Derartig angelegte Fragen können schlichtweg nicht dadurch beantwortet
bzw. abgeschmettert werden, indem man alles Geschehen kategorisch auf
physikalische Gesetzmäßigkeiten reduziert, da immer noch – trotz aller
gewaltigen Fortschritte naturwissenschaftlicher Forschung –
entscheidende „Steinchen“ im Mosaik eines allgemeingültigen Weltbilds
fehlen.
Selbstredend ist allen bisherigen naturwissenschaftlichen Erkenntnissen
zufolge alles kosmische Geschehen pure Physik, d.h. die Äquivalenz von
Masse und Energie (E = mc²) ist unumstößliches Naturgesetz.
Fragen der Metaphysik sind dennoch nicht rundweg darauf zu reduzieren
und damit ihrer Relevanz zu berauben, da die dort behandelte Thematik
zwar das „Geistige“ betrifft, dieses aber nicht absonderlichen
Hirngespinsten entspringt, sondern durchaus klarem Denken in eben nicht
körperlich angelegten Kategorien.
Geist ist somit kein abstraktes „Gebilde“ sondern schlichtweg
spezifisch „geformte“ Energie und somit Information, gleichermaßen, ob
man diese als angeborene Leibniz’sche Geistmonade einem individuell
ideellen Bereich oder etwa dem komplexen „Gedankenfeld“ eines göttlichen
Intellekts (etwa wie Ingo T. es als kosmische Intelligenz beschrieb)
zuordnet.
So bleiben beliebig offene Probleme in der Betrachtung von Geist als
Energie resp. Information nicht nur im Feld der Metaphysik sondern
durchaus auch hinsichtlich der im Universum vorhandenen (bislang nicht
sichtbaren) Energie bestehen.
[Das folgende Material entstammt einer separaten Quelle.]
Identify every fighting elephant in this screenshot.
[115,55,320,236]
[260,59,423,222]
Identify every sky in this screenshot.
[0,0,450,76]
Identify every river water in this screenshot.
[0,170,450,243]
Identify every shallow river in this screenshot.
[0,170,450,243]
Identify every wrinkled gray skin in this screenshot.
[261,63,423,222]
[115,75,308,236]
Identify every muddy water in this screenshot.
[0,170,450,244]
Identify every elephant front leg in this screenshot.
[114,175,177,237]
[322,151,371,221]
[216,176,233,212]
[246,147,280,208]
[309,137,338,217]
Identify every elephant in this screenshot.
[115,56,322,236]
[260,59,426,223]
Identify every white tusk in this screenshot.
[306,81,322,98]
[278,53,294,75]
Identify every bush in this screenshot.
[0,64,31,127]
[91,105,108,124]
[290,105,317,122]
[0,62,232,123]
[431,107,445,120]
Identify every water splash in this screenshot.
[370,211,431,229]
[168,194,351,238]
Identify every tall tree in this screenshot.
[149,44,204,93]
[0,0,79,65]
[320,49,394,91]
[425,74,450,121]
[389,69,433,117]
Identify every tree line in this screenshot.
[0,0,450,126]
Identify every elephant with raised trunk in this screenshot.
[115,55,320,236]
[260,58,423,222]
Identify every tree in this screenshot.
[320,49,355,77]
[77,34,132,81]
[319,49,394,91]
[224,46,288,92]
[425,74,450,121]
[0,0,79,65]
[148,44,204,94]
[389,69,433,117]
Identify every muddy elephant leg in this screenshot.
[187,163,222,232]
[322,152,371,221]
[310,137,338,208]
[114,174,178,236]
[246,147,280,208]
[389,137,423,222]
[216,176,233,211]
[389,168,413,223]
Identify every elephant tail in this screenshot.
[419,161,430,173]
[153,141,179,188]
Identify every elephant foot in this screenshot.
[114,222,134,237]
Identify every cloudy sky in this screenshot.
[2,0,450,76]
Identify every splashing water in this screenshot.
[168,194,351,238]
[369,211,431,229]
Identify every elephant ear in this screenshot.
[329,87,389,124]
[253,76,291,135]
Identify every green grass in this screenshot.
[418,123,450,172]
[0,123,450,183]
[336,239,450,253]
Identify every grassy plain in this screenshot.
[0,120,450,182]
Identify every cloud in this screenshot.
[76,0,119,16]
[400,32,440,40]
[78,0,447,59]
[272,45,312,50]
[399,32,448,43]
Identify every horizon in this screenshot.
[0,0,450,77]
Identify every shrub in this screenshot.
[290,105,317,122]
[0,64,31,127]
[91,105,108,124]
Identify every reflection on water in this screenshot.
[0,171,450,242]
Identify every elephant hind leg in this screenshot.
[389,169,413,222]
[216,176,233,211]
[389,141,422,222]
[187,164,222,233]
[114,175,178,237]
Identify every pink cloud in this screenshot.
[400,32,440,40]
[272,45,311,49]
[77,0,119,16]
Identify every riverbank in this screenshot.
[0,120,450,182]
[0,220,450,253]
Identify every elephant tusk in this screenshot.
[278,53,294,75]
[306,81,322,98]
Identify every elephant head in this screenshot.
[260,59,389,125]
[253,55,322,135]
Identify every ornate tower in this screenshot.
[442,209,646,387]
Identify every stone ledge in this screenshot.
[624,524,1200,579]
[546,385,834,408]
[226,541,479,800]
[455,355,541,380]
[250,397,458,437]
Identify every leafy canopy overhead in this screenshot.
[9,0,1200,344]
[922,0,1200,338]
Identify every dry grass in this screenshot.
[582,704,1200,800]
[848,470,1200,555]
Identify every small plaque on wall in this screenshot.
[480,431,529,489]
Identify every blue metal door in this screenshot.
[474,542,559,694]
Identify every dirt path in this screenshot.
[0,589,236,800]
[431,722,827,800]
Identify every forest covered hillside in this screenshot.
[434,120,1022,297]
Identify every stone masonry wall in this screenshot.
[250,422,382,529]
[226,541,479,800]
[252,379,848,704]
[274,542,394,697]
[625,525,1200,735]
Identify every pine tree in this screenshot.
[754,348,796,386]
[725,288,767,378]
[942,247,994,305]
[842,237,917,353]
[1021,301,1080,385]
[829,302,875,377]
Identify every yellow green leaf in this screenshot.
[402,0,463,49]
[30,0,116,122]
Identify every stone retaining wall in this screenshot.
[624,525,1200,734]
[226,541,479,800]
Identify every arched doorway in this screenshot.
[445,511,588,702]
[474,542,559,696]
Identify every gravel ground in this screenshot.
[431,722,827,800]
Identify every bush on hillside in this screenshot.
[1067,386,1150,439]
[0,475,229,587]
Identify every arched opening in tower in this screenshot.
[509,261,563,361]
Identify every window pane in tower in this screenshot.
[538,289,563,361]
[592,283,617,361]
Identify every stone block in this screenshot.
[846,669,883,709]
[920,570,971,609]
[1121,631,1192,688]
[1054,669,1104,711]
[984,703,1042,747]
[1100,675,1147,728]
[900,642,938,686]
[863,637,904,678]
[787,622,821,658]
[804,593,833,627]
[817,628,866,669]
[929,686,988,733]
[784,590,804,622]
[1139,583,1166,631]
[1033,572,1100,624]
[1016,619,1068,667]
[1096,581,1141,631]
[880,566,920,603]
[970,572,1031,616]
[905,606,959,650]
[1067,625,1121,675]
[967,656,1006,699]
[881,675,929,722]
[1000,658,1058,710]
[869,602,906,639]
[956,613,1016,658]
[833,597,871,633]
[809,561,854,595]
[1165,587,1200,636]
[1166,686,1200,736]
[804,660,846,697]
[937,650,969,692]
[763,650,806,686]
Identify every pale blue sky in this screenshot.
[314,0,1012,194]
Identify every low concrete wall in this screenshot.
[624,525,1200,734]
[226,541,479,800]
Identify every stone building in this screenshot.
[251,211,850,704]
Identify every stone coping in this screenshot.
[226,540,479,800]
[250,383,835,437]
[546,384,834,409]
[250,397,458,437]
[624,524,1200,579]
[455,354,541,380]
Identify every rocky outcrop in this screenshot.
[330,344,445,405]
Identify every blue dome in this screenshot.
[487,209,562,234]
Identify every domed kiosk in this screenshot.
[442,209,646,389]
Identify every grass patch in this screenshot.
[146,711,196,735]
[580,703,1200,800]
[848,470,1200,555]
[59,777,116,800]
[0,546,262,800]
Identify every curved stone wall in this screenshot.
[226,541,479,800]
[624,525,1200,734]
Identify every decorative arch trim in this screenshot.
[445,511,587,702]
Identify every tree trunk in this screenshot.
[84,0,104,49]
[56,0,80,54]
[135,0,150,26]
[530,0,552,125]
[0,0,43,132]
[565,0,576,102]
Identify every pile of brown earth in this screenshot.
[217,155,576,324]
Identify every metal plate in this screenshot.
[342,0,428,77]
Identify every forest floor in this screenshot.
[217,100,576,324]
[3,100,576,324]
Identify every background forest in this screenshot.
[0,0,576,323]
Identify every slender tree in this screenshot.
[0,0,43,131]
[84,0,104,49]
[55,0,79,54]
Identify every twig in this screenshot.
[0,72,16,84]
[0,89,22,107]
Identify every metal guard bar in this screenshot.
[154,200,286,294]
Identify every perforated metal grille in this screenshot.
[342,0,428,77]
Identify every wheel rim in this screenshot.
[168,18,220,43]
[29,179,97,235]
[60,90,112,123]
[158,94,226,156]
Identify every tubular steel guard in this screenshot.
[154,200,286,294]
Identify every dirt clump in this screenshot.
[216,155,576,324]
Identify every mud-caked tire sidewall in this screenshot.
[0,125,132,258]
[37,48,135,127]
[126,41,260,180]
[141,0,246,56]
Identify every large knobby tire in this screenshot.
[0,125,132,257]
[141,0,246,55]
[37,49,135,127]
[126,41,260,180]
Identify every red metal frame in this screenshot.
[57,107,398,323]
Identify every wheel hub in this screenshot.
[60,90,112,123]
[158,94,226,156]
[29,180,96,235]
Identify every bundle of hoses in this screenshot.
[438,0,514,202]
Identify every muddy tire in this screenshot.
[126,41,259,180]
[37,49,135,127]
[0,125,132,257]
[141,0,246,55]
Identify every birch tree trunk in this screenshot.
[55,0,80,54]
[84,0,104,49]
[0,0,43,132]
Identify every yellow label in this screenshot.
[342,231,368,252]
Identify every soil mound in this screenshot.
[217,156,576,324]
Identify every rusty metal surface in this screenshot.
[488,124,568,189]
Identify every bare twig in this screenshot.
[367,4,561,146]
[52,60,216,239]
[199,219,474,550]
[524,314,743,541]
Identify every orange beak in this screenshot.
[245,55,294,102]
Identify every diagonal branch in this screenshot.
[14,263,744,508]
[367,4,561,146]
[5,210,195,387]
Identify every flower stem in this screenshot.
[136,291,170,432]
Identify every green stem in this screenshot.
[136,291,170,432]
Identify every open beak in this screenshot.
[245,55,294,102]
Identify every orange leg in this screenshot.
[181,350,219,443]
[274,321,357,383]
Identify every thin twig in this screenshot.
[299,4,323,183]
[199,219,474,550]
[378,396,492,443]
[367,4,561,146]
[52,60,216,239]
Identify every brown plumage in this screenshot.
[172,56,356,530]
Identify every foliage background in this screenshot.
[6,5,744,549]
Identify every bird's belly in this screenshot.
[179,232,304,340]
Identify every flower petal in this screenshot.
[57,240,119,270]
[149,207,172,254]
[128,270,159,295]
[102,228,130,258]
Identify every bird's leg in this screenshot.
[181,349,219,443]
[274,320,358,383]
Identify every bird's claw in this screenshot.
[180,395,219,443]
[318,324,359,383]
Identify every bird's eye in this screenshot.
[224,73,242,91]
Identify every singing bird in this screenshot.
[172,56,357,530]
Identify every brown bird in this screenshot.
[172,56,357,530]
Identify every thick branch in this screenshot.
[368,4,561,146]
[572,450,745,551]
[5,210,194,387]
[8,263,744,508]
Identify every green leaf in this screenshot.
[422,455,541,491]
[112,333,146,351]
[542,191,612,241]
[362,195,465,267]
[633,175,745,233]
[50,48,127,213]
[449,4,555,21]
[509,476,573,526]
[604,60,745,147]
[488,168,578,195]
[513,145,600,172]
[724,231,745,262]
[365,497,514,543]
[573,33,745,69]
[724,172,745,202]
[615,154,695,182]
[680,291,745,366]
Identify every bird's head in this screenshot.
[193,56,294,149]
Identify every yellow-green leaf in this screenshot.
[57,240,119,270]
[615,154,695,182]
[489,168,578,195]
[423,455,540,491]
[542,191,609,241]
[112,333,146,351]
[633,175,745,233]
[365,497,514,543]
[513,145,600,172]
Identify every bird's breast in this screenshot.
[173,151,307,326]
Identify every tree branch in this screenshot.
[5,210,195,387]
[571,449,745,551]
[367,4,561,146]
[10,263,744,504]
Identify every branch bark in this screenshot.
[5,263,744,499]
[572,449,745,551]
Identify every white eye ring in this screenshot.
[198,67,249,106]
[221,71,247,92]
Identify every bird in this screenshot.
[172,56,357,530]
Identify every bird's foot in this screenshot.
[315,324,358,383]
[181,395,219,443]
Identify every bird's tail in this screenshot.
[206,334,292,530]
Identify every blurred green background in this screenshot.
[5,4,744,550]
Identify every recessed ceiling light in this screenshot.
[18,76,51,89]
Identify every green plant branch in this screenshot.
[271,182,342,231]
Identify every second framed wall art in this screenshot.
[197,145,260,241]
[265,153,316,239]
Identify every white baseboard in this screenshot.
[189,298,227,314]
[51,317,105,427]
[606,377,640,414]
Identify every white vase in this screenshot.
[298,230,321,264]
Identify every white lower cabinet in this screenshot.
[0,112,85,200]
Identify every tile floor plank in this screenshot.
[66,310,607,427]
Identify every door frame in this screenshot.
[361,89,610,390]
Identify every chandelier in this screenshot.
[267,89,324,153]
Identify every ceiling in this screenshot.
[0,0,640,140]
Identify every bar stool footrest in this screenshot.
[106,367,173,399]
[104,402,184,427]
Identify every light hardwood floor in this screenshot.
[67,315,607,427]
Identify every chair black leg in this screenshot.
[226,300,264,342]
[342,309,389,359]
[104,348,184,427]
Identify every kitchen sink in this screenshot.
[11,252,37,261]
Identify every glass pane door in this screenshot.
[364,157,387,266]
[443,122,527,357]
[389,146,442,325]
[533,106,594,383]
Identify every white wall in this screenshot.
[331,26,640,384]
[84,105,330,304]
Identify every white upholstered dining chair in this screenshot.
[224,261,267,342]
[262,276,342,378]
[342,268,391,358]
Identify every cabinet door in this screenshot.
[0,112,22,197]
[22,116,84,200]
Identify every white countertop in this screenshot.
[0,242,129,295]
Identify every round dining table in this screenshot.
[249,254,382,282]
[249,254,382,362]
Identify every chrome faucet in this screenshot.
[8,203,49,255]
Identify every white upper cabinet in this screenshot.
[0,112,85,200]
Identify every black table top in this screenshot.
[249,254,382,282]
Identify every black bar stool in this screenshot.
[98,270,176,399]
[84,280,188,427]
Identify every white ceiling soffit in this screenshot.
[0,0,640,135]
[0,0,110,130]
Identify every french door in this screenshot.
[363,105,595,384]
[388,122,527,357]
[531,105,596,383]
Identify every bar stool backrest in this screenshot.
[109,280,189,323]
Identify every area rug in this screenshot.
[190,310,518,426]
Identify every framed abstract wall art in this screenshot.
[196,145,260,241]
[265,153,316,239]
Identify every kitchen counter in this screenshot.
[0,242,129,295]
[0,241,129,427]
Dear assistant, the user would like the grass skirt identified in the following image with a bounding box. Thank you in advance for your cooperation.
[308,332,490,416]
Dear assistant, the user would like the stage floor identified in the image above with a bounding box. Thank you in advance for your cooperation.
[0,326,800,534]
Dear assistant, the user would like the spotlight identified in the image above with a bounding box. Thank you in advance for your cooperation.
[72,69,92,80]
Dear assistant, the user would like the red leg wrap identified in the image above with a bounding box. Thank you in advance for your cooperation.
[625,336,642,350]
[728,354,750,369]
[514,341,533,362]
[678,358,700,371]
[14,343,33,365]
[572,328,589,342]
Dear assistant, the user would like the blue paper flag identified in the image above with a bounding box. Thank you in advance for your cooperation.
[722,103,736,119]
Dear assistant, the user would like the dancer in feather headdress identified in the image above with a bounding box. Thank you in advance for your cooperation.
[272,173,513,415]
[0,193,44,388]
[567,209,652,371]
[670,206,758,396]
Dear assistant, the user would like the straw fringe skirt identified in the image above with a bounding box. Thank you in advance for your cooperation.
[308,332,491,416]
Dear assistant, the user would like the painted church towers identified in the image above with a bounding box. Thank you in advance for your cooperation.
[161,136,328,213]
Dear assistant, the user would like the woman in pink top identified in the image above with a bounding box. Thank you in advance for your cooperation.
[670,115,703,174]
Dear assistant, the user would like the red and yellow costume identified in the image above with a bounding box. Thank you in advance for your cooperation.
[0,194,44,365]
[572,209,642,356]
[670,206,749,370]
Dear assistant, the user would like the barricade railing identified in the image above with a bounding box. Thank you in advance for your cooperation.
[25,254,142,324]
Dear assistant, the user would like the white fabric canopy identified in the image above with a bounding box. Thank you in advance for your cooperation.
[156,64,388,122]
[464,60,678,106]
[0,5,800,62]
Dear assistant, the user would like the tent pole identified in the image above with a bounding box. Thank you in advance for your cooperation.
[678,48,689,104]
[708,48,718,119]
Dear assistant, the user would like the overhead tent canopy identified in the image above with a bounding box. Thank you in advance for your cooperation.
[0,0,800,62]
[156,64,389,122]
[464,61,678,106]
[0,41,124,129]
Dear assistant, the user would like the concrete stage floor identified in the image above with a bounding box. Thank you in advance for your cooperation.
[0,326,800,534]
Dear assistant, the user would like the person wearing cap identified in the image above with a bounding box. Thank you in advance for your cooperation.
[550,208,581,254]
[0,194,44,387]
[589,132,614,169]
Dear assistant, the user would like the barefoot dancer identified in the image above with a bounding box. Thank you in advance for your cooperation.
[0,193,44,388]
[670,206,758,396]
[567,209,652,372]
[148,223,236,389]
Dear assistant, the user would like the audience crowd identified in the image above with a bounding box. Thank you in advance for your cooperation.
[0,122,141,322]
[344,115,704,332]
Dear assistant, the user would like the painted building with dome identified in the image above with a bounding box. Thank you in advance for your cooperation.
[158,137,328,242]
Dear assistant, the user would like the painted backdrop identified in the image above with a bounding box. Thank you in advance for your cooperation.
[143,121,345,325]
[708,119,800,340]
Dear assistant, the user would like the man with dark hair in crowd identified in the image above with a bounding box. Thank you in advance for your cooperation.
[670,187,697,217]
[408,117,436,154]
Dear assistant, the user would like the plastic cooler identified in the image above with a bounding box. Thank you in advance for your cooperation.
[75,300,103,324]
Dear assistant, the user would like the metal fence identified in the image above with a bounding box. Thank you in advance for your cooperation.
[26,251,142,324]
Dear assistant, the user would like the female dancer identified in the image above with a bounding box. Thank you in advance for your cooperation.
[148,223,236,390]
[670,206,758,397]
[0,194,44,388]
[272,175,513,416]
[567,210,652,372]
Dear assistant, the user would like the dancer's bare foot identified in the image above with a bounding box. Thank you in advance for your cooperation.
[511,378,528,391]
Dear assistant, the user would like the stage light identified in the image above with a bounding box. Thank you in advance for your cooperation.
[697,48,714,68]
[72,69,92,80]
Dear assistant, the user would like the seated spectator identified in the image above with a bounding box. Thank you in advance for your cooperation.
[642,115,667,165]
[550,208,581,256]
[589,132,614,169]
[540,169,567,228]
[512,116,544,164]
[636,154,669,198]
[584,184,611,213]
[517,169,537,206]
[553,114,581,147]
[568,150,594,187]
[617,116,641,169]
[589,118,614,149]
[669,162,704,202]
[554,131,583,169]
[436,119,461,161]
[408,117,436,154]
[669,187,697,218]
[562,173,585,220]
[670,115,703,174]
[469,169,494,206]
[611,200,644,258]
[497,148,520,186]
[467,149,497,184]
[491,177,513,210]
Alle diesbezüglichen Postulate sind ebenso
spekulativ wie jene der vielfältigen Weltbilder, seien diese
naturwissenschaftlich, religiös oder sonstig ideologisch orientiert bzw.
angelegt.
Sollte man angesichts dessen dem „ignoramus et ignorabimus“ du
Bois-Reymond das Wort reden und alles forschende Denken und Handeln als
hoffnungslos hinsichtlich einer nie zu gewinnenden Gewissheit um die
„Wahrheit“ beiseite lassen?
Davon abgesehen, dass Du Bois-Reymond’s Aussage in ihrem Kern
missverstanden wurde, lohnt es immer wieder auf’s Neue, Wege aus dem
Labyrinth der Welträtsel zu suchen, wie dies E. Haeckel als Antwort auf
dieses „ignoramus et ignorabimus“ beschrieben hat.
So kann ich eigentlich nur wiederholen:
Vielleicht kommt man einer Idee zu möglichen Antworten auf die Frage
nach der „Wahrheit“ näher, indem man versucht, eben gerade nicht
sogleich EINE letztgültige Antwort zu präsentieren.